Saturday, July 6, 2013

Will the NHS Survive in England?


Can England’s NHS Survive? Mixed Reviews and Reactions
Some critics have suggested the NHS faces a crisis that only be resolved by altering the fundamental principles of which  it was founded – provision of funding from general taxation, with care being free at the point of care.
Nicholas Butler, MD, Department of Health Services Research and Policy, London School of Halth Servics Rsearch and Policy, London School of Hygiene and Tropical Medicine,  New England Journal of Medicine,  July 4, 2013
It sounds odd, doesn’t it?  Questioning whether the NHS, the U.K.s wildly ropular 65 year old universal health program will survive.  It’s a little like questioning whether Medicare, also wildly popular, will survive.
That’s why I found three articles in the July 4 New England Journal of Medicine, so fascinating.
·         In the first, Nicholas Black, MD, asks how England can possibly cope with public austerity with no growth in NHS expenditures and administrative reorganization.  It is trying to do so by: 1)handing over NHS administration from nonclinical managers to general practitioners; 2) reducing staff pay, while increasing productivity; 3) coping with a lack of managerial capacity, while training GPs to feel comfortable with rationing care and reducing funds to their local hospitals.
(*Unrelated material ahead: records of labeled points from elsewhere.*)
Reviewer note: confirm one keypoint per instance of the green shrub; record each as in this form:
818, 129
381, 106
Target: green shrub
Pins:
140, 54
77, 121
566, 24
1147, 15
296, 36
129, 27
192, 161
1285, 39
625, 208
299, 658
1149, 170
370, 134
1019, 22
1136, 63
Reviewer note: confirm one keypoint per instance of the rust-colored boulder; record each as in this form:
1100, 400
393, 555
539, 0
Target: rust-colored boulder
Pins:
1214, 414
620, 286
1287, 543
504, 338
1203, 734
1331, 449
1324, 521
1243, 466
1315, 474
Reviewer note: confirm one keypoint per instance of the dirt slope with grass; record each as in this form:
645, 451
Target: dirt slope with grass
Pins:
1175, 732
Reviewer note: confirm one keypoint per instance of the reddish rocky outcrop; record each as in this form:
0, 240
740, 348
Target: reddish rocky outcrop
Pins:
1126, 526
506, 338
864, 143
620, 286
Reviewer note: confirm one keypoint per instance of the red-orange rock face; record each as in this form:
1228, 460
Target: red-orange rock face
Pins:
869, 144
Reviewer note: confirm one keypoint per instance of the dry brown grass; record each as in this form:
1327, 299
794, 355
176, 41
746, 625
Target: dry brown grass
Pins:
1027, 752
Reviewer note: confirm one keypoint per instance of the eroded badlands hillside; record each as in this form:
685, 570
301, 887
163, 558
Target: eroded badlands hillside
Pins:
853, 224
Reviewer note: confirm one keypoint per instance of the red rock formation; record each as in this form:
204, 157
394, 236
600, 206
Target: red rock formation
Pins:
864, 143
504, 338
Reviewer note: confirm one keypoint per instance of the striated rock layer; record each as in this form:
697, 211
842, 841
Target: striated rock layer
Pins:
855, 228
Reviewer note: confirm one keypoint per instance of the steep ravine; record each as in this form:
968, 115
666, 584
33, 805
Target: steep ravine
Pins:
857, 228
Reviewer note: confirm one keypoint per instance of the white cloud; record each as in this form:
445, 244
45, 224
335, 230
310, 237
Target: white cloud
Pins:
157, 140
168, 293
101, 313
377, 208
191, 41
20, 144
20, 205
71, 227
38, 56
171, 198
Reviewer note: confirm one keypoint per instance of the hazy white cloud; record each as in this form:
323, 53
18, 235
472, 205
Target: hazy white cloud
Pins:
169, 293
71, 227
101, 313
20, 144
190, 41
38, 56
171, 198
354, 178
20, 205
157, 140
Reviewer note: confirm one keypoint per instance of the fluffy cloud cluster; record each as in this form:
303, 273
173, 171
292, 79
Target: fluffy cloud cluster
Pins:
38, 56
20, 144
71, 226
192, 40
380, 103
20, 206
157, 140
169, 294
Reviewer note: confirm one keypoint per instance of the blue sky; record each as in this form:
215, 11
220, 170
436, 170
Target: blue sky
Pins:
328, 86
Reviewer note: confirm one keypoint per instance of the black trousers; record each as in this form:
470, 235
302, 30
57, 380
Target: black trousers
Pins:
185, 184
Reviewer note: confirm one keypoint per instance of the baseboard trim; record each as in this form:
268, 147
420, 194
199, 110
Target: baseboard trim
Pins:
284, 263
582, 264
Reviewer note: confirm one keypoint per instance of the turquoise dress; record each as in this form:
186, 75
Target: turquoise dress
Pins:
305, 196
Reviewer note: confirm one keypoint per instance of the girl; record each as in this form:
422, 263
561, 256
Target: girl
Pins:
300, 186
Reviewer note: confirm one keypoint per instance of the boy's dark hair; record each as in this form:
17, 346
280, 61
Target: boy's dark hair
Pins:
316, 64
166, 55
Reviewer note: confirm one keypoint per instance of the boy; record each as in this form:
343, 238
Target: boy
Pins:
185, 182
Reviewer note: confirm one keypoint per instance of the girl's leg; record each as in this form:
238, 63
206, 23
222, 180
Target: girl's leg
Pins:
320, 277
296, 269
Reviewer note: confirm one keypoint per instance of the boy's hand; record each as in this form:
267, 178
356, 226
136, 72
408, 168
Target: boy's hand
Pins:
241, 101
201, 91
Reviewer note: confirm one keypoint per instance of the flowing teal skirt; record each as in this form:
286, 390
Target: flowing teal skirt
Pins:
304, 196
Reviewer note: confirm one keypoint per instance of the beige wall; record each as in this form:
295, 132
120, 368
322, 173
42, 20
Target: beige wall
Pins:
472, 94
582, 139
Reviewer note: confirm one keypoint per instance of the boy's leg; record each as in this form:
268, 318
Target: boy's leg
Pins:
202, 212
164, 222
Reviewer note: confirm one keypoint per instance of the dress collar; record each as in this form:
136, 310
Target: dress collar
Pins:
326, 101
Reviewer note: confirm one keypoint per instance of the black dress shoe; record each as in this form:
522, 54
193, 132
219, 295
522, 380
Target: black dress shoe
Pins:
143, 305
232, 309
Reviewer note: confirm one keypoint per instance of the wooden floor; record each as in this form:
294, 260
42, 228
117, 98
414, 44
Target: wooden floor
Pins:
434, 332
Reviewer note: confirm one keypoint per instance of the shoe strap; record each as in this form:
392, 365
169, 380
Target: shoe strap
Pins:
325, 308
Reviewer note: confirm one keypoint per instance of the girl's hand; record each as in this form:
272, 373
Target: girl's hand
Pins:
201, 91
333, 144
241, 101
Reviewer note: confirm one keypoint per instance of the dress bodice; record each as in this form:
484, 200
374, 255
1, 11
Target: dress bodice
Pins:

It’s a tough trick, and it isn’t going well.  Yet Dr. Black is optimistic because 1) “enterprising” clinicians, managers, and politicians are learning to work together; 2) the public remains enthusiastic over the NHS;  3) innovation is underway by bringing health care and social services under one budget.

·         The second article, “NICE: Moving Onward” is by Micahel Rawlins, MD, chairman of NICE from 1999-2013.   NICE stands for the National Institute for Clinical Excellence.  Rawlins is a NICE enthusiast, who believes NICE helps assure care that meets the highest possible standards. It does this through the collaborative efforts of citizens,  doctors, policy makers, and managers, and other health professionals working together to establish guidance programs, setting performance standards backed by metrics, and offering information services based on the latest evidence available.   Rawlins is particularly sanguine over the intergration of health care and social services under one budget.   Rawlins is pessimistic that the U.S. has the “political will” to set the priorities to make universal health care possible in the U.S.

·         The third article “From Imaging Gatekeeper to Service-Provider: A Transatlantic Journey,”is by Saurabh Jha, MB, MS, an English surgeon who came to the U.S. for a residency in diagnositic radiology.  He expresses amazement that U.s. radiologists perform imaging studies without challenging or denying clinicians who ordered the imaging.  In the U.K, radiologist are called “Dr.No,” because, more often not, they deny request for imaging for lack of clinical evidence.  He says U.S radiologists have no sense of limited resources and opportunity costs. The biggest obstacle to imaging overuse, he asserts, is the “service provision mindset,” i.e radiologists don’t want to displease referring physicians for fear they might refer elsewhere.   The solution, says Dr. JHa, is for radiologists to serve as imaging gatekeepers by “moving to the center” to teach clinicians when and when not to order. Otherwise, he maintains outside forces will cause the decline of imaging. Ja concludes, “Radiologists must decide whether to greet the ebb of imaging passively or by stepping forward to captain and manage a rational decline.”

My reaction to these articles?   The United States is not England.  We have a different culture.  We do not share the same stoicism towards disease.  We believe in our medical machines.   We  expect access to the best in technology.  We do not shre the same reverence for central planning or government.  We expect our doctors to cooperate, not challenge each other.  Our reimbursement incentives differ.  We have different legal systems with different incentives and disincentives.  We do not have the  same blind belief in the value of universal coverage as a common good for everyone.

Tweet:   Can the NHS survive in England? Can Obamacare survive in America?  Will the two nations adopt similar survival tactics?  I think not.